How To Better Your Photographic Skills
by William Lulow
People often ask me how I got started in photography. The first answer I always give is that I was fascinated with the process of making pictures. I loved the equipment, the lighting, the results and even the process. Back in the days of chemical darkrooms, I used to love even the smell of the darkroom! There seemed to be something in the idea of making images that just appealed to me. I also found that I had a natural ability to deal with equipment, to understand how light stands worked, how the shutter worked with the lens aperture to control light – I was technically adept at using the types of equipment needed to make pictures.
Next, once I decided to make a career of it, I set about learning everything I could about photography. I went to my local camera shop and sometimes, just hung around looking at the books and pamphlets. I would then ask the store owners about pieces of equipment they recommended.
Then, I went to a local photographer and asked him if he would be interested in looking at some of the photos I had done. He agreed and then proceeded to criticize them, finally saying, “Let me show you how to really make good prints!” This was his nice way of saying that my prints weren’t of sufficient quality. Well, swallowing some pride, I listened to him and finally was able to make some “professional quality” prints. No blocked highlights, detail in the shadows, proper contrast and I began to understand more about the process.
After beginning this way, one of my early purchases was the complete set of the TIME/LIFE BOOKS on PHOTOGRAPHY. I read each and every volume cover-to-cover many times over. These books are no longer in print, but should be available at the library. They provide information on the history, techniques, special imagery and equipment used in the photography industry. Of course there is much more information available on line and from the great proliferation of books written since the advent of digital photography.
My next step was to work with several successful studio photographers (including the famous Life Magazine cover photographer, Philippe Halsman). These were jobs I was paid for (not a work-for-free “internship.”) At each studio I learned more about the photographic process and lighting. I had achieved a high degree of darkroom expertise by this time, so I had a marketable skill.
Today’s young photographers need to be familiar with various types of lighting equipment as well as a number of digital cameras, lenses and how they work before offering their assisting services or even setting themselves up in business. So, workshops, classes and just plain practice with your own equipment has become even more important. There are still assistant jobs out there, but you have to be persistent until one of those becomes available. Then, you have to stick with it long enough to learn what that photographer can teach you.
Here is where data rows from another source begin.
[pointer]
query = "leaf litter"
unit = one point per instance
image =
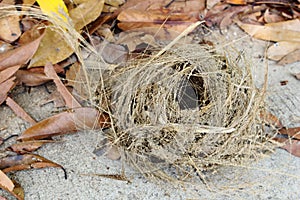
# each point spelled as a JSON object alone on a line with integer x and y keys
{"x": 148, "y": 127}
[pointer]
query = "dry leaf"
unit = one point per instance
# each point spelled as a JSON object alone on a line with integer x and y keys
{"x": 26, "y": 161}
{"x": 10, "y": 28}
{"x": 292, "y": 132}
{"x": 56, "y": 98}
{"x": 77, "y": 79}
{"x": 53, "y": 48}
{"x": 20, "y": 55}
{"x": 6, "y": 182}
{"x": 19, "y": 111}
{"x": 113, "y": 53}
{"x": 67, "y": 122}
{"x": 223, "y": 15}
{"x": 160, "y": 13}
{"x": 297, "y": 76}
{"x": 28, "y": 146}
{"x": 30, "y": 78}
{"x": 236, "y": 2}
{"x": 86, "y": 12}
{"x": 4, "y": 46}
{"x": 71, "y": 102}
{"x": 5, "y": 88}
{"x": 272, "y": 17}
{"x": 115, "y": 3}
{"x": 18, "y": 190}
{"x": 31, "y": 34}
{"x": 8, "y": 72}
{"x": 281, "y": 31}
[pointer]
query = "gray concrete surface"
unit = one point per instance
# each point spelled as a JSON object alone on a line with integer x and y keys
{"x": 275, "y": 176}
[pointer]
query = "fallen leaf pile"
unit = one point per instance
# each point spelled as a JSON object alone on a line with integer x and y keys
{"x": 33, "y": 51}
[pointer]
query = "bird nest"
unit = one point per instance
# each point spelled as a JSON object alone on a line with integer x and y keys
{"x": 184, "y": 112}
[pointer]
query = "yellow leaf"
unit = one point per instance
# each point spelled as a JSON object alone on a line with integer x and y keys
{"x": 54, "y": 8}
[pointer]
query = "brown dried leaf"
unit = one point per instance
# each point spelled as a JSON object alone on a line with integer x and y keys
{"x": 236, "y": 2}
{"x": 224, "y": 14}
{"x": 5, "y": 88}
{"x": 6, "y": 182}
{"x": 19, "y": 111}
{"x": 53, "y": 48}
{"x": 24, "y": 162}
{"x": 31, "y": 34}
{"x": 293, "y": 147}
{"x": 114, "y": 3}
{"x": 86, "y": 12}
{"x": 18, "y": 190}
{"x": 77, "y": 79}
{"x": 71, "y": 102}
{"x": 272, "y": 17}
{"x": 28, "y": 146}
{"x": 292, "y": 132}
{"x": 281, "y": 31}
{"x": 297, "y": 76}
{"x": 20, "y": 55}
{"x": 113, "y": 53}
{"x": 7, "y": 73}
{"x": 66, "y": 122}
{"x": 10, "y": 28}
{"x": 30, "y": 78}
{"x": 4, "y": 46}
{"x": 175, "y": 15}
{"x": 56, "y": 98}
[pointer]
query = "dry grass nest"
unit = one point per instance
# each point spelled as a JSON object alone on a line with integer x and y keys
{"x": 185, "y": 112}
{"x": 180, "y": 113}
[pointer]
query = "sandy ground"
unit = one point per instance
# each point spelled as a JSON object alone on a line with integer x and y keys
{"x": 275, "y": 176}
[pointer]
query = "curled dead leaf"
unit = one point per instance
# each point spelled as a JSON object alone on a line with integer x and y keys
{"x": 71, "y": 102}
{"x": 53, "y": 48}
{"x": 10, "y": 28}
{"x": 6, "y": 86}
{"x": 30, "y": 78}
{"x": 26, "y": 161}
{"x": 20, "y": 55}
{"x": 86, "y": 12}
{"x": 19, "y": 111}
{"x": 67, "y": 122}
{"x": 280, "y": 31}
{"x": 7, "y": 73}
{"x": 28, "y": 146}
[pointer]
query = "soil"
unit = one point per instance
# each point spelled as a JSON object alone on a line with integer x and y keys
{"x": 275, "y": 176}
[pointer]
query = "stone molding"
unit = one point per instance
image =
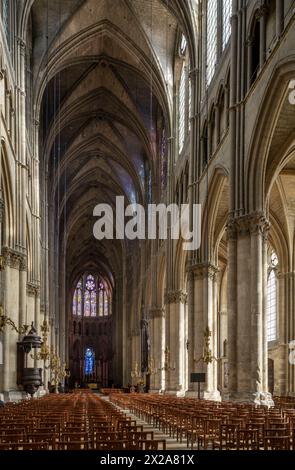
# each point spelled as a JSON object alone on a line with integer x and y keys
{"x": 157, "y": 312}
{"x": 203, "y": 270}
{"x": 176, "y": 297}
{"x": 245, "y": 225}
{"x": 33, "y": 290}
{"x": 14, "y": 259}
{"x": 135, "y": 331}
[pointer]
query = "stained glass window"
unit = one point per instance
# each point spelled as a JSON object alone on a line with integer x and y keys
{"x": 89, "y": 362}
{"x": 87, "y": 303}
{"x": 164, "y": 160}
{"x": 89, "y": 300}
{"x": 181, "y": 109}
{"x": 77, "y": 300}
{"x": 183, "y": 44}
{"x": 226, "y": 26}
{"x": 100, "y": 301}
{"x": 106, "y": 305}
{"x": 6, "y": 19}
{"x": 93, "y": 303}
{"x": 90, "y": 284}
{"x": 211, "y": 38}
{"x": 272, "y": 299}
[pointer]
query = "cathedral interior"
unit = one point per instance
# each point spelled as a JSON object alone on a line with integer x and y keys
{"x": 186, "y": 102}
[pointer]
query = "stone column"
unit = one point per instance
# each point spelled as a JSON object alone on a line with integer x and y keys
{"x": 279, "y": 17}
{"x": 226, "y": 108}
{"x": 262, "y": 45}
{"x": 175, "y": 341}
{"x": 190, "y": 331}
{"x": 157, "y": 316}
{"x": 246, "y": 309}
{"x": 205, "y": 293}
{"x": 217, "y": 126}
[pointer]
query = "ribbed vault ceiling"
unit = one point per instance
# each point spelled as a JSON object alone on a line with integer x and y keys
{"x": 103, "y": 86}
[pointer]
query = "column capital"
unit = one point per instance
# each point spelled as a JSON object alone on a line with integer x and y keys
{"x": 33, "y": 290}
{"x": 203, "y": 270}
{"x": 175, "y": 297}
{"x": 261, "y": 11}
{"x": 135, "y": 331}
{"x": 157, "y": 312}
{"x": 14, "y": 259}
{"x": 255, "y": 223}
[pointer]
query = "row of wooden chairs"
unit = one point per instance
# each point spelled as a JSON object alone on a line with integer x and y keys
{"x": 215, "y": 425}
{"x": 79, "y": 421}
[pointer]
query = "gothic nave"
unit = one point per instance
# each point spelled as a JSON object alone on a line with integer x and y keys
{"x": 127, "y": 105}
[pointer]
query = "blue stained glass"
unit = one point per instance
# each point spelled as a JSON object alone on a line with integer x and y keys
{"x": 89, "y": 362}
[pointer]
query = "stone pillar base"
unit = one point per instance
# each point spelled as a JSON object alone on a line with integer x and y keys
{"x": 214, "y": 396}
{"x": 154, "y": 390}
{"x": 15, "y": 396}
{"x": 258, "y": 398}
{"x": 177, "y": 393}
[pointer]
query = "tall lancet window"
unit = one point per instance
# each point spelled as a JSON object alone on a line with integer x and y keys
{"x": 181, "y": 109}
{"x": 6, "y": 6}
{"x": 77, "y": 300}
{"x": 211, "y": 39}
{"x": 183, "y": 94}
{"x": 92, "y": 297}
{"x": 226, "y": 26}
{"x": 272, "y": 298}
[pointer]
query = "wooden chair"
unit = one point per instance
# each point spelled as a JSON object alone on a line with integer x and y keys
{"x": 152, "y": 445}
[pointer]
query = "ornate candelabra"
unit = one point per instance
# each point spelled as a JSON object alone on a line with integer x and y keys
{"x": 207, "y": 356}
{"x": 44, "y": 354}
{"x": 59, "y": 370}
{"x": 167, "y": 366}
{"x": 7, "y": 321}
{"x": 135, "y": 373}
{"x": 152, "y": 370}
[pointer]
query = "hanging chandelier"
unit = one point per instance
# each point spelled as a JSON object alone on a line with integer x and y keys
{"x": 7, "y": 321}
Many of the proficiencies I developed over the years also came from trial and error practice. When you get a new piece of equipment, be it a light, a lens or a camera, you need to practice with it until you see everything it can do as well as what it can’t. I recently was teaching a student who wanted to know if her top-of-the-line Canon 5D Mark III could fire a remote speedlight. The answer is “no.” You would need to purchase a transmitter that fits in the camera’s hotshoe, or you would need to purchase a speedlight with a transmitter built into it. I only found this out by experimenting with the 5D and, of course, reading about it. Even though one should read the manuals, sometimes they are not very clear and don’t often answer your questions the way you ask them. So, practice is imperative! And, it goes without saying that owning a piece of equipment is a necessary prerequisite for being able to practice with it. I have spent countless thousands of dollars over my 30+ year career on equipment of almost every kind. (I always had a caveat however, that I wouldn’t buy a piece of equipment unless I had a job that paid for it.)
Someone once asked Tiger Woods, the professional golfer, how he got so good. His answer: hit 1000 balls a day. As a golfer myself of many years, I can go to the driving range and maybe hit 50 in an hour. So, you see what it takes to get really good at something. Same thing is true in photography. You need to be totally immersed in it if you want to elevate your skills to those in the professional or semi-professional range.